We have a large number of certificates installed (over 5000) and I was wondering if there was any way to renew certificates in date of expiry order rather than alphabetical. For example, if I was to run certbot renew now, it will start renewing certicates that still have 25 days left (starting with letter A) but we also have some that are expiring next week (starting with letter N).
Also, a command line option to set the number of days from 30 to X might be useful, so we could run certbot renew and only process certificates which expire in the next 7 days.
We currently sort certicates in renewal order and run them manually. Please excuse me if it is possible to this already but I could not find anything in the documentation.
@DSZaf Welcome to the community! Congrats on the 5000 certs.

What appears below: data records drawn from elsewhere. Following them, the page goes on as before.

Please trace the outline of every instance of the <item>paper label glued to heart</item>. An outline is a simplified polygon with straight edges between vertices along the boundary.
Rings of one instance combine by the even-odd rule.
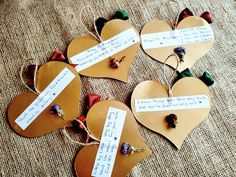
[[[91,77],[114,78],[128,81],[129,68],[139,49],[140,39],[134,27],[127,21],[111,20],[101,32],[102,43],[92,36],[73,40],[67,50],[69,62],[78,64],[79,74]],[[120,60],[119,68],[111,68],[111,58]]]
[[[173,88],[174,97],[205,95],[208,97],[207,108],[178,109],[166,111],[140,112],[136,110],[138,99],[168,98],[164,85],[156,81],[144,81],[136,86],[131,97],[131,107],[136,119],[147,128],[165,136],[178,149],[181,148],[187,135],[197,127],[208,115],[211,107],[211,95],[208,87],[199,79],[188,77],[178,80]],[[169,114],[177,116],[176,128],[169,128],[165,117]]]
[[[126,105],[118,101],[102,101],[96,103],[89,110],[87,114],[87,127],[90,133],[97,139],[101,139],[108,109],[111,107],[126,111],[123,131],[115,158],[115,165],[112,171],[112,177],[124,177],[139,161],[149,156],[151,154],[151,151],[144,143],[144,140],[138,131],[138,126],[132,112]],[[144,147],[145,150],[143,152],[137,152],[128,156],[124,156],[120,153],[121,145],[124,142],[128,142],[135,147]],[[98,148],[98,145],[90,145],[83,147],[78,152],[74,163],[74,168],[77,176],[91,176]]]
[[[174,48],[184,47],[186,55],[178,71],[191,68],[214,43],[211,26],[203,18],[197,16],[183,19],[174,31],[166,22],[152,20],[142,28],[141,39],[145,53],[162,63],[174,53]],[[175,68],[176,60],[170,59],[167,64]]]
[[[10,126],[25,137],[42,136],[63,128],[80,113],[81,82],[73,67],[63,62],[48,62],[40,67],[36,77],[40,94],[20,94],[10,103],[7,112]],[[55,104],[61,107],[63,118],[51,113]]]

A certbot renew already does what you ask, I think. It looks at each conf file in /etc/letsencrypt/renewal. If the cert it describes is "fresh enough" then nothing is done. Only when a cert is expiring within 30 days is a fresh cert requested.
The 30 days is the default and, no, there is no command line option for it. But, there is a setting in the renewal conf if you wish to change it. Look in any of your renewal conf files for a commented out line for renew_before_expiry
Given what you describe I am not sure how some of your certs would expire next week but others later than that. In any event, running certbot renew daily should keep all your certs fresh.
It seems like I must be missing something important about your request. I hope I have not just told you what you already know. Here is the page of the docs which describe what I just said: https://certbot.eff.org/docs/using.html#renewing-certificates
Update: There is a --cert-name option for selecting single certs to renew. Combined with -dry-run is a nice way to test changes. Example: sudo certbot renew --cert-name example.com --dry-run
I think this might be quite important. If certbot is run twice a day, I think it's highly unlikely that suddenly 5000 certs require renewal. So I'm curious how your renewal process is set up.